The servant pursed her lips and her round cheeks expanded till her little eyes were almost hidden. She muttered discontentedly: “Again, Excellency?”
“Yes,” he said, “again. What are you waiting for?”
She shuffled unwillingly from the room, drawing the doors behind her. Suddenly she opened them again.
“Excellency,” she said, “she is not truly convert—no! That is a lie!”
He smiled. The maid’s jealousy of all his parishioners gave him amusement. She was envious even of their possible conversion.
“That will do, Natsu,” he said. “Don’t keep our visitor waiting.”
The woman muttered ill-temperedly as she passed along the hall.
The minister waited in pleasing anticipation. He had not expected her at this hour. She came usually in the afternoon. He remembered with what fearful shyness she had first entered his house, and the tremulous, almost breathless, fashion in which she had replied to his questions. He was of a hopeful, sanguine disposition. Though he knew that his small congregation consisted of those induced by sen to come to church, those who came from curiosity and others still—young boys and girls—from mischief solely, still he believed that his labor would bear eventual fruit, and lo, at last a convert! She was very young, somewhat fragile and in her own strange fashion lovely. From the first he had likened her to a timid wild bird. Even after she had entered his house, she had turned backward as though to retreat; then as his deep serious eyes met hers she spoke as if urged by some impulse, and repeated her faltering words in English.
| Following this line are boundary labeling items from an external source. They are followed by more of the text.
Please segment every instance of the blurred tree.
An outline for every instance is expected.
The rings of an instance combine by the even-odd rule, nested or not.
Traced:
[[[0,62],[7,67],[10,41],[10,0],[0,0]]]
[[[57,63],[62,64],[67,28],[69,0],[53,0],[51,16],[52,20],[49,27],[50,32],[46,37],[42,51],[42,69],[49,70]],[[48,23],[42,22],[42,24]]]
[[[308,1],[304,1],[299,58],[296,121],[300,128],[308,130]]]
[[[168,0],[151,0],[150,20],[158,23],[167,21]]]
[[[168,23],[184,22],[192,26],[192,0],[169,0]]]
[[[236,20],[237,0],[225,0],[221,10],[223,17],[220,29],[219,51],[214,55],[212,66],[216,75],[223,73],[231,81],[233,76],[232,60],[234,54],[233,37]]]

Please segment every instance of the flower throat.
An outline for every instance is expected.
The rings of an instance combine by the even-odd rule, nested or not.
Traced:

“Minister, I am convert unto you!”
At first her visits had been irregular and spasmodic. She would come as far as the hill, then turn back. Again, her courage emboldened, she would reach his garden gate, there to linger but a moment, the antagonistic face of the minister’s servant affrighting her. But in the absence of the maid, Azalea would daringly pass beyond the gate. A few moments later the minister would meet her in the path and lead her into his house.